272 miles N of Phoenix; 130 miles E of Grand Canyon North Rim; 130 miles NE of Grand Canyon South Rim
Had the early Spanish explorers of Arizona suddenly come upon Lake Powell after traipsing for months across desolate desert, they would have either taken it for a mirage or fallen to their knees and rejoiced. Imagine the Grand Canyon filled with water, and you have a pretty good picture of Lake Powell. Surrounded by hundreds of miles of parched desert, this reservoir, created by the damming of the Colorado River at Glen Canyon, seems unreal when first glimpsed.

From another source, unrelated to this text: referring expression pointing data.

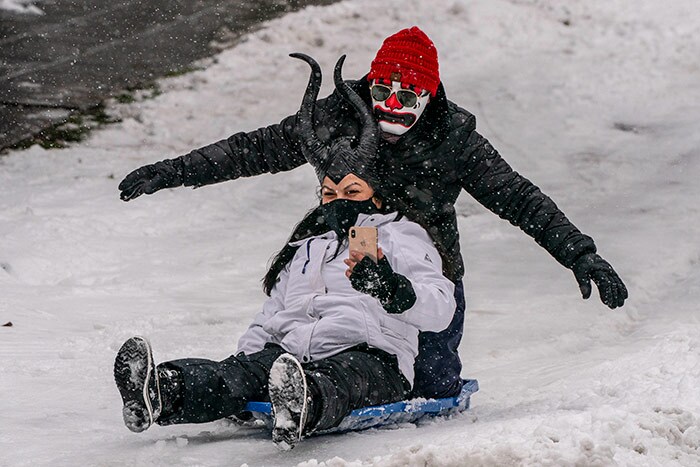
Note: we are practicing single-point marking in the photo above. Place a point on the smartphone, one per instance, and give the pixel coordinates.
(364, 240)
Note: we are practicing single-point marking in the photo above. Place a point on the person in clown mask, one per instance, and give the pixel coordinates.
(429, 153)
(339, 330)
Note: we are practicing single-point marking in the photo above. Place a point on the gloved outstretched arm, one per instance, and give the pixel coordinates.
(591, 266)
(151, 178)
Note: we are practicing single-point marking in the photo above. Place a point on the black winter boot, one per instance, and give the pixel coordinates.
(289, 395)
(137, 380)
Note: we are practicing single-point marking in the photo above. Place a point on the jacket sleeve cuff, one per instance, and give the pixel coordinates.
(404, 296)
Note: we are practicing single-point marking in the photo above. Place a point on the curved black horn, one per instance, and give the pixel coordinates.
(313, 148)
(367, 148)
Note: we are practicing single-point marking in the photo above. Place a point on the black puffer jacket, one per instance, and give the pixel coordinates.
(422, 174)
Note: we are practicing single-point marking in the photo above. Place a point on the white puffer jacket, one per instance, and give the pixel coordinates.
(313, 312)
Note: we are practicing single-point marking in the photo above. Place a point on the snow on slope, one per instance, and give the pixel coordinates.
(597, 102)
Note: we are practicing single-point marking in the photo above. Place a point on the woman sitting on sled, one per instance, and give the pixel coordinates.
(338, 332)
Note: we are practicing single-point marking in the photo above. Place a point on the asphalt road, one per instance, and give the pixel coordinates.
(80, 52)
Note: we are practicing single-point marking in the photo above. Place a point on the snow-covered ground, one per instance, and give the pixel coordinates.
(597, 102)
(21, 6)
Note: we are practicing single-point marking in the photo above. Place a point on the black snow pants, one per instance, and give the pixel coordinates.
(357, 377)
(438, 365)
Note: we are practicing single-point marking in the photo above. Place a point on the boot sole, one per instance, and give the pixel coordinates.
(288, 395)
(133, 369)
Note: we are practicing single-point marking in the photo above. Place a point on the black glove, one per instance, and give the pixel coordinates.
(393, 290)
(151, 178)
(591, 266)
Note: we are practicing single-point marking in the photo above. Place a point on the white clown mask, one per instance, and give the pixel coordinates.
(397, 107)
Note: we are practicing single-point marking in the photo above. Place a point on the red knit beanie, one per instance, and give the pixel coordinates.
(409, 56)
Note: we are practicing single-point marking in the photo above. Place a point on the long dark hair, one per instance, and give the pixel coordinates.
(309, 226)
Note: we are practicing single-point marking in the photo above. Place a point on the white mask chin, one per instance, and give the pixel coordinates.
(393, 117)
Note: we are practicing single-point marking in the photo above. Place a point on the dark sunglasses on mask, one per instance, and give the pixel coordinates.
(406, 97)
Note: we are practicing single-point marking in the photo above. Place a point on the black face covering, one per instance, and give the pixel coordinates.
(341, 214)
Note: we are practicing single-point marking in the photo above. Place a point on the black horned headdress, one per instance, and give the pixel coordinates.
(346, 154)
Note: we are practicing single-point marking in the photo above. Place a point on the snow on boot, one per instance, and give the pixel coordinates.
(289, 398)
(137, 380)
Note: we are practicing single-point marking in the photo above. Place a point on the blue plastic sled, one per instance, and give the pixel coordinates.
(397, 412)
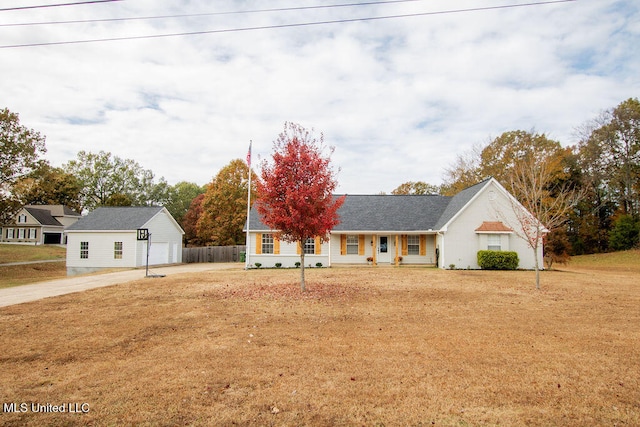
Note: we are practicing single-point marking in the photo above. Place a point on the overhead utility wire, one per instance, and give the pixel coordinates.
(6, 9)
(269, 27)
(194, 15)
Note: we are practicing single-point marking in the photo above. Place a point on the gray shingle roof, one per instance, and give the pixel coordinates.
(115, 218)
(394, 212)
(458, 202)
(43, 216)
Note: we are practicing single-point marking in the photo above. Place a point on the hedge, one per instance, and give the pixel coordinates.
(498, 260)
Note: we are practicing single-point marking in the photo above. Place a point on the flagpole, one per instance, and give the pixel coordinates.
(248, 241)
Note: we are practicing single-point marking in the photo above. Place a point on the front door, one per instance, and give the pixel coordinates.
(383, 249)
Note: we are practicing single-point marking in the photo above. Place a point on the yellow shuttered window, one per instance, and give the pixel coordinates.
(276, 245)
(258, 243)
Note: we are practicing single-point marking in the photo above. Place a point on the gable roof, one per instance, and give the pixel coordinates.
(459, 201)
(493, 227)
(43, 216)
(390, 213)
(116, 218)
(56, 210)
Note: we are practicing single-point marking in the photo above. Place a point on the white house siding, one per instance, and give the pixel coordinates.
(462, 242)
(288, 255)
(369, 248)
(165, 242)
(101, 251)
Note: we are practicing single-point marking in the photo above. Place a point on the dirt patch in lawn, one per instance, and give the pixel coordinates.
(15, 275)
(365, 346)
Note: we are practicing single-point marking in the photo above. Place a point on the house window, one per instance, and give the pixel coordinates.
(84, 250)
(352, 245)
(494, 242)
(413, 245)
(267, 243)
(117, 250)
(310, 246)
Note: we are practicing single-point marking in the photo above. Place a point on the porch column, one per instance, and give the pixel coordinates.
(397, 262)
(374, 249)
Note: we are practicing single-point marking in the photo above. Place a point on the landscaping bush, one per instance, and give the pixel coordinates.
(498, 260)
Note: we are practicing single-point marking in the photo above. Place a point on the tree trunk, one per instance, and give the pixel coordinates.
(302, 286)
(535, 256)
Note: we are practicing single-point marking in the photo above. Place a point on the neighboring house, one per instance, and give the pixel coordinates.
(421, 229)
(108, 238)
(39, 224)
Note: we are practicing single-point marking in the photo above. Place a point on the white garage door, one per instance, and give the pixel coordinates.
(159, 253)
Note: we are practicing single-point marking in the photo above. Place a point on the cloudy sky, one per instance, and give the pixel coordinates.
(398, 97)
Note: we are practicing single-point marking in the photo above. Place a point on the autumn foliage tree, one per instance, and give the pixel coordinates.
(295, 194)
(190, 222)
(224, 207)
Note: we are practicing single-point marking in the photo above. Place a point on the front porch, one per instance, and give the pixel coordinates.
(383, 249)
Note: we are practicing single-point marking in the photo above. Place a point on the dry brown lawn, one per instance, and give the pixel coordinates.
(365, 346)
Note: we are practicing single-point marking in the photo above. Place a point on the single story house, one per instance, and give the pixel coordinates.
(39, 224)
(113, 237)
(433, 230)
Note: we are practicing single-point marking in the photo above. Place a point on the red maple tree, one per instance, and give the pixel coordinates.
(295, 194)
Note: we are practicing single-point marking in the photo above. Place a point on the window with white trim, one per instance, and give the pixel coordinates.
(494, 242)
(84, 250)
(413, 245)
(117, 250)
(352, 245)
(267, 243)
(310, 246)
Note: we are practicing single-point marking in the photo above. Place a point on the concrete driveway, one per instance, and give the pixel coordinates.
(51, 288)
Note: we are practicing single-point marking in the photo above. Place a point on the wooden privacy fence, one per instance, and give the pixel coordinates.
(213, 254)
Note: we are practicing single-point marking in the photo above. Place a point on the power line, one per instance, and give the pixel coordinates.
(56, 5)
(194, 15)
(280, 26)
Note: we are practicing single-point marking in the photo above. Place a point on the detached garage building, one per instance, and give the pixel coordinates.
(108, 237)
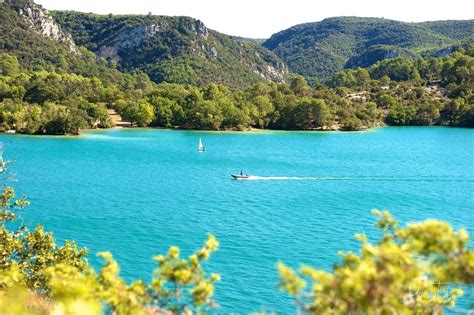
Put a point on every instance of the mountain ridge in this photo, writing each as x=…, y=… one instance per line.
x=317, y=50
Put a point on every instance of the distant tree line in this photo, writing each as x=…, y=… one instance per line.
x=433, y=91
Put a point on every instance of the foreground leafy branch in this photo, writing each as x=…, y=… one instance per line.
x=401, y=274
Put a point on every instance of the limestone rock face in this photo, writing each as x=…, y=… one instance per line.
x=129, y=39
x=44, y=24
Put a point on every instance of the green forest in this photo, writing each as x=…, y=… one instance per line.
x=397, y=91
x=317, y=50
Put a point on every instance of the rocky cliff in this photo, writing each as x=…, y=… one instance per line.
x=173, y=49
x=41, y=21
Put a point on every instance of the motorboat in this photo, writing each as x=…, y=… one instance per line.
x=240, y=176
x=201, y=147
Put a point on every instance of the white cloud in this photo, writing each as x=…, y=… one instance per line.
x=261, y=18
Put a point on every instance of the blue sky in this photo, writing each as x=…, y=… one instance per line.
x=261, y=18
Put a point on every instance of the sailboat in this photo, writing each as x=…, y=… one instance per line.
x=3, y=164
x=201, y=148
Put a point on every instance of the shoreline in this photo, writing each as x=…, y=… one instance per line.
x=84, y=132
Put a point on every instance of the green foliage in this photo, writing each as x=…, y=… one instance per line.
x=173, y=49
x=318, y=50
x=139, y=112
x=399, y=274
x=39, y=277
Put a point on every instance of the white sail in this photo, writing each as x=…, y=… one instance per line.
x=2, y=164
x=201, y=148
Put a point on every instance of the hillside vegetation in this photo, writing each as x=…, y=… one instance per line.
x=317, y=50
x=173, y=49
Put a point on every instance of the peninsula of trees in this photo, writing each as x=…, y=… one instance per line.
x=58, y=76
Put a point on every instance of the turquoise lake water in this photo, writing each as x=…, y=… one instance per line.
x=137, y=192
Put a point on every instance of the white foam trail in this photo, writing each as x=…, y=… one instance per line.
x=274, y=178
x=349, y=178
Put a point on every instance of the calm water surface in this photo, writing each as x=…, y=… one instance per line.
x=136, y=192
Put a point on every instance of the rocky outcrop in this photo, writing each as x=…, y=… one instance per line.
x=128, y=39
x=43, y=23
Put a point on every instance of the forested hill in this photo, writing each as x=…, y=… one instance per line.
x=173, y=49
x=318, y=50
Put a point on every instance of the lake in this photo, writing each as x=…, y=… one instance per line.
x=135, y=192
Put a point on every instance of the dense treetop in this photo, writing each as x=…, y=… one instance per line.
x=317, y=50
x=173, y=49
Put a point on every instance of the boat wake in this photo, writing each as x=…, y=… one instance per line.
x=361, y=178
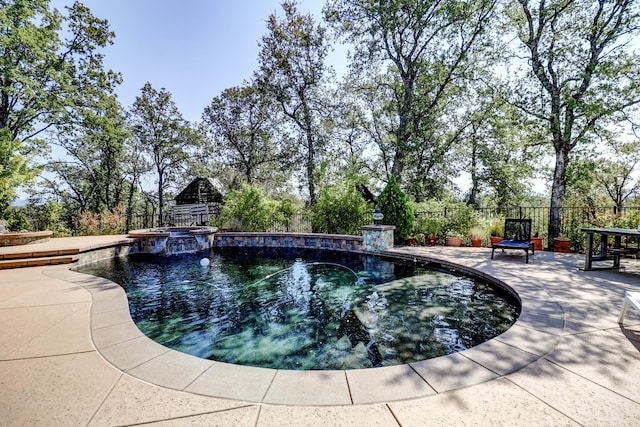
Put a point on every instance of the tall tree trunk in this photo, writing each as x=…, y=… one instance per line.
x=160, y=200
x=557, y=194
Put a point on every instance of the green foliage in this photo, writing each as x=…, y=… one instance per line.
x=17, y=220
x=105, y=223
x=48, y=216
x=340, y=209
x=243, y=125
x=292, y=71
x=460, y=219
x=14, y=169
x=162, y=134
x=397, y=209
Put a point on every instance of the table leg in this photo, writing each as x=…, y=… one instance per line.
x=588, y=253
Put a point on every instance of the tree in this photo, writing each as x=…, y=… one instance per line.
x=93, y=170
x=163, y=135
x=430, y=48
x=397, y=209
x=43, y=78
x=582, y=75
x=292, y=70
x=614, y=173
x=14, y=169
x=243, y=125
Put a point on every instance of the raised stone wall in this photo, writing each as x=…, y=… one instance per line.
x=335, y=242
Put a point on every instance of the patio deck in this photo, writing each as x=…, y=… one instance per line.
x=67, y=357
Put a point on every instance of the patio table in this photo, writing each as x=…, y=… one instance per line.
x=605, y=252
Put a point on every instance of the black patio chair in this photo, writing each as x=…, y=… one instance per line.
x=517, y=235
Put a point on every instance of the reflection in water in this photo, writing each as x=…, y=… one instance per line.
x=302, y=312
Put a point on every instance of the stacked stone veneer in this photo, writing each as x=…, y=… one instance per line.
x=377, y=238
x=335, y=242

Yet real it is, and it draws everyone in the region toward its promise of relief from the heat.
Construction of the Glen Canyon Dam came about despite the angry outcry of many who felt that this canyon was even more beautiful than the Grand Canyon and should be preserved in its natural state. Preservationists lost the battle, and construction of the dam began in 1960, with completion in 1963. It took another 17 years for Lake Powell to fill to capacity. Today, the lake is a watery powerboat playground, and houseboats and water-skiers cruise where once only sounds of birds and waterfalls filled the canyon air. These days most people seem to agree, though, that Lake Powell is as amazing a sight as the Grand Canyon, and it draws almost as many visitors each year as its downriver neighbor. In the past few years, however, Lake Powell has lost some of its luster as a prolonged drought in the Southwest has left the lake's water level down by more than 100 feet. Although this has left a bathtub-ring effect on the shores of the lake, it has also exposed wide expanses of beach in the Wahweap area.
While Lake Powell is something of a man-made wonder of the world, one of the natural wonders of the world -- Rainbow Bridge -- can also be found on its shores. Called by the Navajo nonnozhoshi, or "the rainbow turned to stone," this is the largest natural bridge on earth and stretches 275 feet across a side canyon off Lake Powell.
The town of Page, originally a camp constructed to house the workers who built the dam, has many motels and inexpensive restaurants, and is the main base for many visitors who come to explore Lake Powell.